Świrski uważa, że one naprawdę mogą kogoś wyciszyć, wymazać i odebrać prawo głosu, dlatego jest zdania, że państwo polskie musi temu przeciwdziałać, ponieważ cenzura jest zakazana. Przewodniczący Krajowej Rady Radiofonii i Telewizji określił siebie jako zdecydowanego przeciwnika cenzury w każdej formie.
Maciej Świrski zwrócił również uwagę na to, że takie projekty są, toczą się na ten temat dyskusje, ale w tym przypadku wyraża swoje swoje zdanie. Jego zdaniem najpilniejsze są reforma przepisów o sprostowaniach w Prawie prasowym, które obecnie nie działają, i uwzględnienie w tym systemie przekazów internetowych, bowiem dziś zaatakowany człowiek nie ma realnej możliwości obrony, odpowiedzi. Jeżeli nawet wywalczy sprostowanie, to kosztem ogromnych nakładów na prawników i po kilku latach. Zdaniem Świrskiego trzeba to zmienić.

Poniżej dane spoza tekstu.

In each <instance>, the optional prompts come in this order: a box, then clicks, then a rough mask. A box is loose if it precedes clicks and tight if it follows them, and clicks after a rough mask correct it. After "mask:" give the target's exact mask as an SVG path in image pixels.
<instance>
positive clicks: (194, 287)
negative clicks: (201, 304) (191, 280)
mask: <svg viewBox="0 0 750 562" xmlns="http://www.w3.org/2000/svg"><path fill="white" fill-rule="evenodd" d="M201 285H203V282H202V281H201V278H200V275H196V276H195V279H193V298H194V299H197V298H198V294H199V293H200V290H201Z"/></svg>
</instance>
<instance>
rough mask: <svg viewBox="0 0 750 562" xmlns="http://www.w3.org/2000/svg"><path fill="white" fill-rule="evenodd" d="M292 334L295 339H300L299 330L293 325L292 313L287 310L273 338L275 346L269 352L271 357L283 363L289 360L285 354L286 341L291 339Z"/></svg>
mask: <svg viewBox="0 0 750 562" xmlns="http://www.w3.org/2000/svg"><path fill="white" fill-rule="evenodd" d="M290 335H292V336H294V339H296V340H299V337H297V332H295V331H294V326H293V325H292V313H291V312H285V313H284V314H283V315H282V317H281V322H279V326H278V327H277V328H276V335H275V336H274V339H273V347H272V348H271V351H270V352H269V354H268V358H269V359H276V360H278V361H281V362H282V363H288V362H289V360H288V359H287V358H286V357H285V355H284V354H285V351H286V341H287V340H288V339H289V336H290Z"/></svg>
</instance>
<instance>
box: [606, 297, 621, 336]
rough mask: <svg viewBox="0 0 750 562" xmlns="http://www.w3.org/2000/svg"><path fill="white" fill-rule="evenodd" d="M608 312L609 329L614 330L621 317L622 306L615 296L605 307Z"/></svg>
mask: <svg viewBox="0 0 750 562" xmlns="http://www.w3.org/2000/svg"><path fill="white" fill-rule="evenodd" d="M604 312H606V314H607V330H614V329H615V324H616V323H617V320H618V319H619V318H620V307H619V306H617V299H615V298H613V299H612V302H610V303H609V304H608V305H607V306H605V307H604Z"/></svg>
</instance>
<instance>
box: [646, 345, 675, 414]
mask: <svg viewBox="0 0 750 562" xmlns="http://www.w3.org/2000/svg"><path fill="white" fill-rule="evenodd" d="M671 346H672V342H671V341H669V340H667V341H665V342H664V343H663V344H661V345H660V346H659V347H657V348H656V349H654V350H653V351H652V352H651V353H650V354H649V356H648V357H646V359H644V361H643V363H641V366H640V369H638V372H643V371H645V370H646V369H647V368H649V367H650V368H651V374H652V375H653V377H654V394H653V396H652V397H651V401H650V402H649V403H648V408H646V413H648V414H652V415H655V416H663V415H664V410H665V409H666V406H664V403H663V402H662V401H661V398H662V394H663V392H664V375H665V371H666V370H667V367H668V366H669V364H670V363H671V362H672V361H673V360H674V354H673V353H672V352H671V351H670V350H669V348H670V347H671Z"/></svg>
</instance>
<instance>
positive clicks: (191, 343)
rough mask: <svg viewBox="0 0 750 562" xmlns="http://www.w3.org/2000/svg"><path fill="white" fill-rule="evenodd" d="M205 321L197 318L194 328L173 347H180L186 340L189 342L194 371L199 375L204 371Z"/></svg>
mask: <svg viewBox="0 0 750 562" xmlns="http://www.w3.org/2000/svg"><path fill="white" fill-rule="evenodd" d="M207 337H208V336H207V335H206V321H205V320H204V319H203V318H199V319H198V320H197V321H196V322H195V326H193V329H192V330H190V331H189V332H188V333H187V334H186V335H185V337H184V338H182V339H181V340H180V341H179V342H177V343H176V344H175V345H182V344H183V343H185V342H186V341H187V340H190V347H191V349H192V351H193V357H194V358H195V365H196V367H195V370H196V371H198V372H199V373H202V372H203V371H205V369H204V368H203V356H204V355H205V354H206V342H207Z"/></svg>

Przewodniczący KRRiT poruszył też kwestię fake newsów
Fake newsy, czyli nieprawdziwe informacje, to bardzo groźne zjawisko, które często jest wykorzystywane w celu osiągnięcia celów określonej grupy, bo gdy ludzie mają fałszywe informacje, podejmują na ich podstawie błędne decyzje. Maciej Świrski w rozmowie z portalem wPolityce.pl podkreślił, że fakty muszą być prawdziwe, nie mogą być wymyślane, nie mogą być fake newsami, ale nie odmawia nikomu możliwości wyrażenia własnej opinii. Przewodniczący KRRiT uważa, że jeżeli środowisko dziennikarskie i nadawcy nie będą tej zasady pilnowali, ich wiarygodność będzie tylko malała.